Cannabinoid hyperemesis syndrome: potential mechanisms for the benefit of capsaicin and hot water hydrotherapy in treatment
Published in Clinical Toxicology, 2018
John R. Richards, Jeff M. Lapoint, Guillermo Burillo-Putze
Calcitonin gene-related peptide, a potent peptide vasodilator, is produced in peripheral and central neurons and is involved in pain transmission. Although not found to have a direct pro-emetic effect, calcitonin gene-related peptide is an important factor in the genesis and duration of migraine and cluster headaches, which are frequently accompanied by nausea and emesis [120]. Topical and intranasal capsaicin has been used successfully for prophylaxis and treatment of migraine and cluster headaches [121–124]. There is a high prevalence of concomitant migraine headache in patients with cyclic vomiting syndrome [52]. Cannabinoid hyperemesis syndrome is considered to be a variant of cyclic vomiting syndrome, which some researchers describe as an “abdominal migraine” [52,125,126]. TRPV1 receptors are expressed by inner ear ganglion cells, and intracranial blood vessels are innervated by trigeminal sensory nerve fibers, which store and release calcitonin gene-related peptide, substance P, and neurokinin A [127–129]. Trigeminal nerve fibers leading to the vestibular-cochlear system have been implicated in basilar and vestibular migraine, in which nausea, vomiting, imbalance, and hearing changes may occur.
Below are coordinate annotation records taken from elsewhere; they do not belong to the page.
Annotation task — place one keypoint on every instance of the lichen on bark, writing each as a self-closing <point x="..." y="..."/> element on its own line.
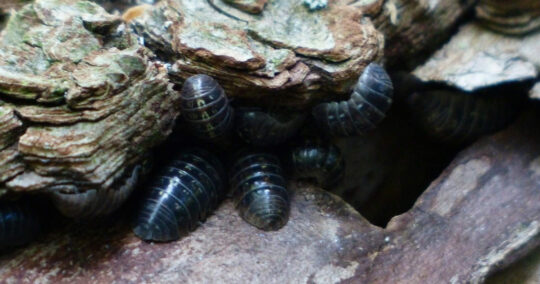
<point x="287" y="53"/>
<point x="80" y="99"/>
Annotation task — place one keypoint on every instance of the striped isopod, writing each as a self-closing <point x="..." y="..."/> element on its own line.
<point x="183" y="194"/>
<point x="20" y="222"/>
<point x="323" y="163"/>
<point x="260" y="191"/>
<point x="367" y="106"/>
<point x="94" y="203"/>
<point x="455" y="117"/>
<point x="205" y="107"/>
<point x="261" y="128"/>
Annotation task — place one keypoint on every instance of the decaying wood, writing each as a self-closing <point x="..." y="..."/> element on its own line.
<point x="509" y="17"/>
<point x="287" y="53"/>
<point x="477" y="58"/>
<point x="480" y="215"/>
<point x="413" y="28"/>
<point x="80" y="100"/>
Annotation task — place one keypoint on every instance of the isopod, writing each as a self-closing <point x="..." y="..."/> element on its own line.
<point x="20" y="222"/>
<point x="205" y="108"/>
<point x="455" y="117"/>
<point x="320" y="162"/>
<point x="266" y="128"/>
<point x="183" y="195"/>
<point x="367" y="106"/>
<point x="259" y="190"/>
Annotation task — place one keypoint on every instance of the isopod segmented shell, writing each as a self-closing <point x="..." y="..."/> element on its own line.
<point x="95" y="203"/>
<point x="367" y="106"/>
<point x="455" y="117"/>
<point x="20" y="222"/>
<point x="323" y="163"/>
<point x="183" y="194"/>
<point x="260" y="191"/>
<point x="265" y="128"/>
<point x="205" y="107"/>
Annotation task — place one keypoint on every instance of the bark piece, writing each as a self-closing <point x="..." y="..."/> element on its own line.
<point x="92" y="101"/>
<point x="329" y="238"/>
<point x="413" y="28"/>
<point x="10" y="127"/>
<point x="477" y="58"/>
<point x="509" y="17"/>
<point x="249" y="6"/>
<point x="480" y="215"/>
<point x="287" y="54"/>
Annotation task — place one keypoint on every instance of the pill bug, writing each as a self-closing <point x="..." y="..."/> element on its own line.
<point x="259" y="190"/>
<point x="205" y="108"/>
<point x="95" y="203"/>
<point x="318" y="161"/>
<point x="20" y="222"/>
<point x="266" y="128"/>
<point x="455" y="117"/>
<point x="182" y="195"/>
<point x="370" y="100"/>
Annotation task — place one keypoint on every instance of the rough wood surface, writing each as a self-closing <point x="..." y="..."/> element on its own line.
<point x="480" y="215"/>
<point x="535" y="92"/>
<point x="414" y="28"/>
<point x="286" y="54"/>
<point x="477" y="58"/>
<point x="80" y="100"/>
<point x="509" y="17"/>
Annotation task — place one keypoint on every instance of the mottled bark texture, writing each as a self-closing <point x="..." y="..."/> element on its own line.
<point x="480" y="215"/>
<point x="80" y="101"/>
<point x="287" y="54"/>
<point x="477" y="58"/>
<point x="509" y="17"/>
<point x="414" y="28"/>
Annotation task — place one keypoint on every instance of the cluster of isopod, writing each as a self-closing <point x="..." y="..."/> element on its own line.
<point x="190" y="187"/>
<point x="187" y="189"/>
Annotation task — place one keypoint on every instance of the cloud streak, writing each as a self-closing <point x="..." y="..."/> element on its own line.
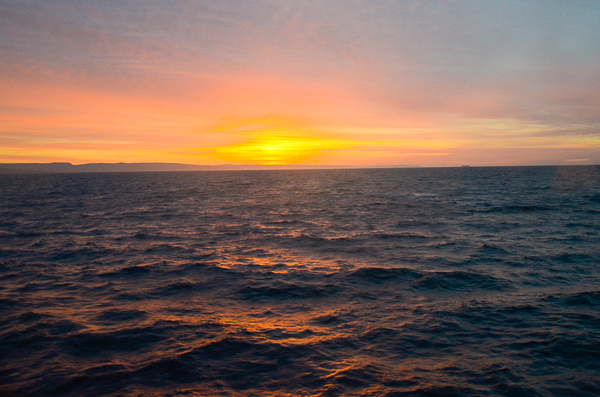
<point x="454" y="75"/>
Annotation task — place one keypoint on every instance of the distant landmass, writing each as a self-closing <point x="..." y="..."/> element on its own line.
<point x="10" y="168"/>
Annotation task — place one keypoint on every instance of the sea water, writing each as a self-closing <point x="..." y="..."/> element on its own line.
<point x="377" y="282"/>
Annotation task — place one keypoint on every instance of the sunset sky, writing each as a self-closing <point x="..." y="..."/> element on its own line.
<point x="429" y="83"/>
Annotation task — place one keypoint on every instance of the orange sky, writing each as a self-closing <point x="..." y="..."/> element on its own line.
<point x="356" y="83"/>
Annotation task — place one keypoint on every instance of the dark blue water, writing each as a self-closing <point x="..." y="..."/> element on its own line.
<point x="397" y="282"/>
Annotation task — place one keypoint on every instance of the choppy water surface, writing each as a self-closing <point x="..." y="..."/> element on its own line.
<point x="397" y="282"/>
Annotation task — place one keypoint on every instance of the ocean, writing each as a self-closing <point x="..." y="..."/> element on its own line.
<point x="371" y="282"/>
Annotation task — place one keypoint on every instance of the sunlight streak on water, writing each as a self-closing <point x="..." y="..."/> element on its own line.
<point x="479" y="281"/>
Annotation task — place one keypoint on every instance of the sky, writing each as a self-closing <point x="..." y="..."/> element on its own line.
<point x="353" y="82"/>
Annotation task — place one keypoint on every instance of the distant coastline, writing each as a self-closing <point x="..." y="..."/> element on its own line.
<point x="22" y="168"/>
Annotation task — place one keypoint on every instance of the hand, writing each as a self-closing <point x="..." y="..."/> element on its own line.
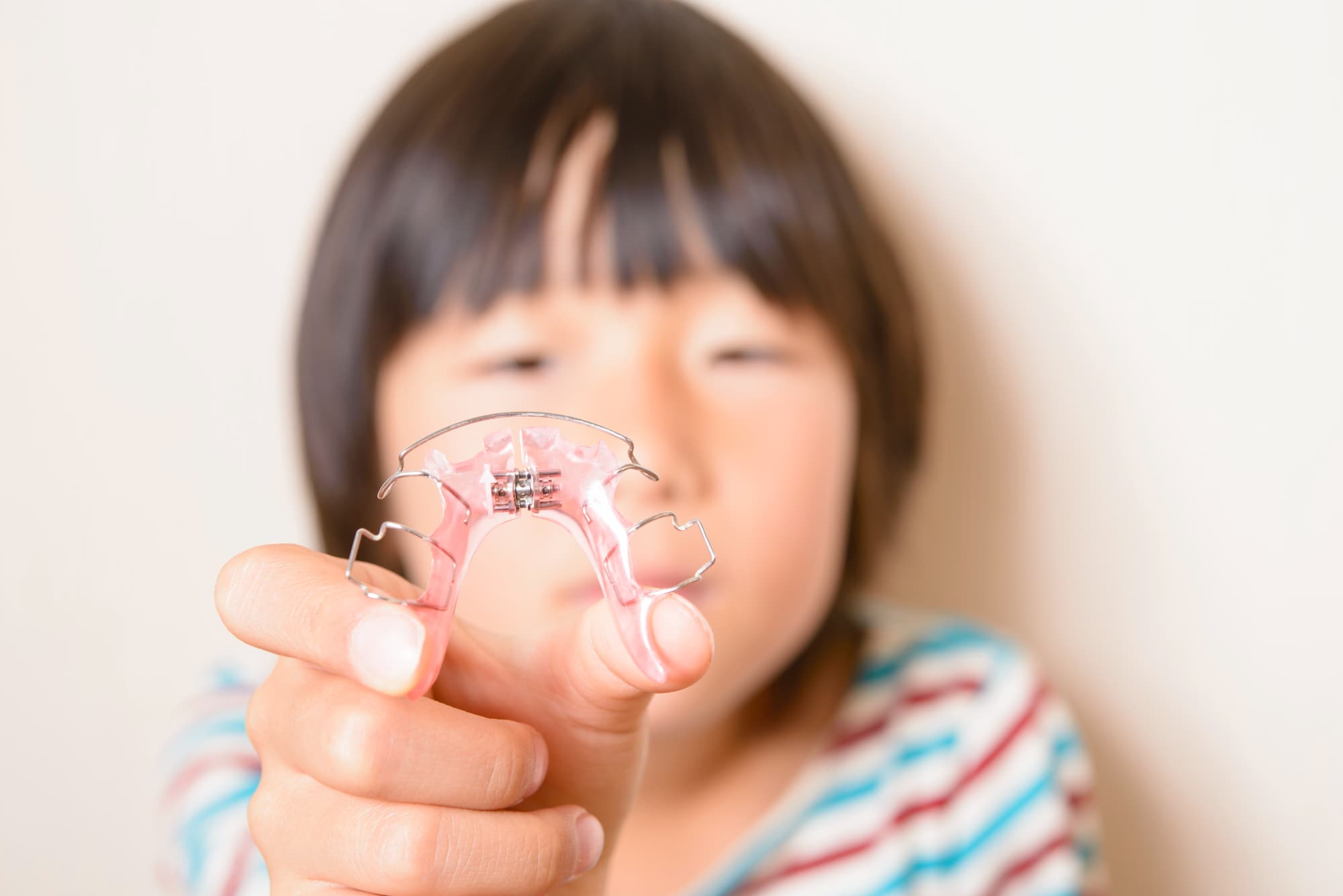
<point x="512" y="776"/>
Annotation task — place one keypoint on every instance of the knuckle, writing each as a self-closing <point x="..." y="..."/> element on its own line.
<point x="264" y="817"/>
<point x="358" y="748"/>
<point x="413" y="848"/>
<point x="554" y="856"/>
<point x="254" y="718"/>
<point x="510" y="779"/>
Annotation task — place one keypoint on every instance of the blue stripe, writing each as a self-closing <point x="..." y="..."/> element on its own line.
<point x="949" y="639"/>
<point x="949" y="862"/>
<point x="194" y="831"/>
<point x="868" y="785"/>
<point x="1067" y="744"/>
<point x="835" y="797"/>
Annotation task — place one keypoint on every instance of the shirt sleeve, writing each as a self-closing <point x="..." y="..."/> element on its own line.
<point x="206" y="776"/>
<point x="1031" y="789"/>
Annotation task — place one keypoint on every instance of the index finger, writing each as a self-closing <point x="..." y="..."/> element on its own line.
<point x="293" y="601"/>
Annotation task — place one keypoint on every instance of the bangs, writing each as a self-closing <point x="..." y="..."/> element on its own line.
<point x="706" y="133"/>
<point x="716" y="160"/>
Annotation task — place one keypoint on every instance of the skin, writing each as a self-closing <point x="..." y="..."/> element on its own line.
<point x="750" y="416"/>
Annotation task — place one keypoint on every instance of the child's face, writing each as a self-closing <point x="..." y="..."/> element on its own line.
<point x="746" y="411"/>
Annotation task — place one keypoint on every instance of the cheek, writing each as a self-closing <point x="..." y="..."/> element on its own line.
<point x="790" y="493"/>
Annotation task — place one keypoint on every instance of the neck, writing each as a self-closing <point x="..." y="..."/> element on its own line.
<point x="687" y="764"/>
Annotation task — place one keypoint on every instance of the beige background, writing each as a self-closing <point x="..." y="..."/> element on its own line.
<point x="1125" y="223"/>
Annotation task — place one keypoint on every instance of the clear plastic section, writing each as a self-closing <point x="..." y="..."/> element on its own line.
<point x="581" y="498"/>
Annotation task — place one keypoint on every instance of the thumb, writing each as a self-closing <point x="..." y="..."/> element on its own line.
<point x="596" y="664"/>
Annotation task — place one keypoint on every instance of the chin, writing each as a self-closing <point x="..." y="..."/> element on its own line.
<point x="682" y="713"/>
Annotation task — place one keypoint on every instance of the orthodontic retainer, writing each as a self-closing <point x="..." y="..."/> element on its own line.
<point x="559" y="481"/>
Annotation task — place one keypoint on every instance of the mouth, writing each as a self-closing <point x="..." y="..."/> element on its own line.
<point x="590" y="592"/>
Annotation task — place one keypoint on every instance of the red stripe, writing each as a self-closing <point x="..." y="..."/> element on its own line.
<point x="913" y="698"/>
<point x="911" y="811"/>
<point x="1028" y="862"/>
<point x="240" y="870"/>
<point x="201" y="766"/>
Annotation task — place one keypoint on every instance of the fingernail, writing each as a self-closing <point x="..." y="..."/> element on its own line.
<point x="543" y="756"/>
<point x="592" y="839"/>
<point x="678" y="627"/>
<point x="386" y="650"/>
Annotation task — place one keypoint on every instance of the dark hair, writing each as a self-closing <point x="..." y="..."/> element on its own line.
<point x="434" y="204"/>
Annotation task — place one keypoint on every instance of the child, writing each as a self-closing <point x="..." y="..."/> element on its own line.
<point x="616" y="209"/>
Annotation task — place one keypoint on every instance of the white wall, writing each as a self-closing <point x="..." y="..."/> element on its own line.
<point x="1125" y="224"/>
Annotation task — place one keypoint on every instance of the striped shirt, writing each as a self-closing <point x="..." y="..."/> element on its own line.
<point x="952" y="769"/>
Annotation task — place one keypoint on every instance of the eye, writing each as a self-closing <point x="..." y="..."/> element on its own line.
<point x="523" y="362"/>
<point x="737" y="354"/>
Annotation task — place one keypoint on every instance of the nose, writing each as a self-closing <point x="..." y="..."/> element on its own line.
<point x="651" y="400"/>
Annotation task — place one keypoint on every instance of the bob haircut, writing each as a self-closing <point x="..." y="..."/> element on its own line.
<point x="434" y="205"/>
De Tomasso et al. [130] found that topical capsaicin applied to the hand increased the blink reflex, an experimental measure of diffuse noxious inhibitory controls, in chronic migraine versus non-migraine subjects [130]. This further demonstrates that topical capsaicin has both local and systemic effects which may explain its potential benefit for treatment of cannabinoid hyperemesis syndrome. It is possible that capsaicin-induced depletion of calcitonin gene-related peptide and tachykinins may also have a role in its antiemetic effect in cannabinoid hyperemesis syndrome [10,11,52,53].